Tel Aviv: Israeli Defence Minister Benny Gantz has instructed the army to prepare for any possible escalation with Lebanon hours after the Jewish state rejected Beirut’s amendments to a US-brokered proposal for demarcating a maritime border.
“In light of the developments in the maritime border negotiations with Lebanon, Gantz instructed the defence establishment to prepare for any scenario in which tensions increase in the northern arena, including defensive and offensive readiness,” Xinhua news agency quoted the Minister’s office as saying in a statement.
The instruction was made following a situational assessment with Israel’s security chiefs, his office noted, adding the security cabinet held a meeting to discuss the US-mediated proposal Israel received last week.
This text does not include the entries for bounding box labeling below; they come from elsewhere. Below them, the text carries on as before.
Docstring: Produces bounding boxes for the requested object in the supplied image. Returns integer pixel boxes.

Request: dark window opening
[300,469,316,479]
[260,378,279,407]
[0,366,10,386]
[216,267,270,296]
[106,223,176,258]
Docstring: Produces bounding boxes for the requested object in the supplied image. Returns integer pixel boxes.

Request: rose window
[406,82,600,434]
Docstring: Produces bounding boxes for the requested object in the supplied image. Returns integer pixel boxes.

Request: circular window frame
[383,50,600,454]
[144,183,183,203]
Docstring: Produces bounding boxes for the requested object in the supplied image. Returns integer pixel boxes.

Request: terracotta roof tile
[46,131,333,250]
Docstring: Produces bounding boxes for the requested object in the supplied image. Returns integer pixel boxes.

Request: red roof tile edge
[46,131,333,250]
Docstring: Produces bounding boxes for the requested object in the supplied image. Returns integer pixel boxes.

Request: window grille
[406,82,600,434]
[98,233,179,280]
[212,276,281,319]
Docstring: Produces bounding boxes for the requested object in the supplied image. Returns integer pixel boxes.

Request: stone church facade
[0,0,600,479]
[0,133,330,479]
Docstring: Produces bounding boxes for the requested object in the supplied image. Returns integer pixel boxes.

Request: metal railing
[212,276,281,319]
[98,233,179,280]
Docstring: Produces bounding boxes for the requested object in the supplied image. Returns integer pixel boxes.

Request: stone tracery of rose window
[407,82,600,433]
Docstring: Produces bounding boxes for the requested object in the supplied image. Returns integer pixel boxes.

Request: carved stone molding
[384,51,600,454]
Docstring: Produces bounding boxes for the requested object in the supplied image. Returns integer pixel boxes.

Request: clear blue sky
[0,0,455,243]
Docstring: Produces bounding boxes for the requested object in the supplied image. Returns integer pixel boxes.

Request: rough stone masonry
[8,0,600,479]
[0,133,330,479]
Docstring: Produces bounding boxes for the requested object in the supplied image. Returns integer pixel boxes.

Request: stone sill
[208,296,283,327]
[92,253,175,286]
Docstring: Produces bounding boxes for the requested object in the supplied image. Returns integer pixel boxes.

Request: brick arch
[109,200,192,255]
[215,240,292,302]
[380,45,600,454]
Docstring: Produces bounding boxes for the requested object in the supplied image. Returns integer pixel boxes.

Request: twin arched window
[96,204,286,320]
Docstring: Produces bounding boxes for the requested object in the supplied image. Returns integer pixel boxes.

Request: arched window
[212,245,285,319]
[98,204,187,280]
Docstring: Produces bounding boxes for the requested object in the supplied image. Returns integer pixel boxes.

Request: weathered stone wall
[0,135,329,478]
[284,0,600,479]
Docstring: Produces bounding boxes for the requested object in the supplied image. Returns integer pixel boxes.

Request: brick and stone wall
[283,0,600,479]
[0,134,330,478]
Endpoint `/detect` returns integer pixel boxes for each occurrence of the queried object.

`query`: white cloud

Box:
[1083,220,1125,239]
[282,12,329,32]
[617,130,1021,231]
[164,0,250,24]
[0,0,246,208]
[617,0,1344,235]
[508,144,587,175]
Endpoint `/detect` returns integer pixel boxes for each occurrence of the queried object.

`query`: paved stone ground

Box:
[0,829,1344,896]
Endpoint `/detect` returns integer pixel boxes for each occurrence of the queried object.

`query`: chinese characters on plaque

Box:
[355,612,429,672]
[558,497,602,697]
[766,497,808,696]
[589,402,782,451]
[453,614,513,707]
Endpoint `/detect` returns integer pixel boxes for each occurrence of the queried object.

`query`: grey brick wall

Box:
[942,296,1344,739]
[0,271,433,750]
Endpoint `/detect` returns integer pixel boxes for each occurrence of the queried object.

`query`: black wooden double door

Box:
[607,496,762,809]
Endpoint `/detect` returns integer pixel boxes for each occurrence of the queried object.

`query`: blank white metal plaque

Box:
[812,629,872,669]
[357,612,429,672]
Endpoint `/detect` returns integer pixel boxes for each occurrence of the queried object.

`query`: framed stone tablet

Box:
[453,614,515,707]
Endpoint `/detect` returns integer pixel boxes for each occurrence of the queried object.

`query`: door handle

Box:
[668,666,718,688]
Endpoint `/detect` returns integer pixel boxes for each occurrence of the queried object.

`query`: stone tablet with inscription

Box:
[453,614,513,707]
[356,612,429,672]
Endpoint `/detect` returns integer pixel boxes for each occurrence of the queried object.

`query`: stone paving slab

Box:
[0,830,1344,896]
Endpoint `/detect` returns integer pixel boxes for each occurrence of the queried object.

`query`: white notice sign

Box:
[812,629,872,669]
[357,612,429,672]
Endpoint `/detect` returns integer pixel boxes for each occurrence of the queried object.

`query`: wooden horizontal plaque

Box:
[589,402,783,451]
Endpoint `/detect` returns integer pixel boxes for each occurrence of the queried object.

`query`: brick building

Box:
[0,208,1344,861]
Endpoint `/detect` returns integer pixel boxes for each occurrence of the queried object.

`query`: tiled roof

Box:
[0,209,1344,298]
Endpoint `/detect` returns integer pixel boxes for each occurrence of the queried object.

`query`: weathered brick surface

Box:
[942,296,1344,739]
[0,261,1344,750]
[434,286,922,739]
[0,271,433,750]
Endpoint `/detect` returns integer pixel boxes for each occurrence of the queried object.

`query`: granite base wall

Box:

US energy envoy Amos Hochstein sent Israel and Lebanon a draft of an agreement on a maritime line between the two countries.
The dispute concerns an area of some 860 square km of the Mediterranean Sea.
Earlier on Thursday, a senior official with Israeli Prime Minister Yair Lapid told Xinhua that the latter was “updated on the details of the new substantial changes that Lebanon is seeking to make in the agreement, and ordered the (Israeli) negotiating team to reject them”.
The official added the Prime Minister will not compromise Israel’s security and economic interests “even if it means that there will be no agreement soon”.
Following Israel’s rejection, Lebanon’s leading negotiator Elias Bou Saab said the US-mediated deal is at a “make or break” point.
Bou Saab, also Lebanon’s Deputy Parliament Speaker, said that he has contacted Hochstein to remove the emerging obstacles to the deal.
According to local media reports, a major point of dispute between Israel and Lebanon was Lapid’s announcement that Israel will receive some of the revenues from Lebanese extraction in the Qana field, located partially in the disputed area.
Lebanese authorities are trying to end a dispute with Israel over maritime borders, which has escalated after Israel on June 5 sent a vessel to the Karish field, which Israel claims is within its economic zone, while Lebanon claims in disputed waters.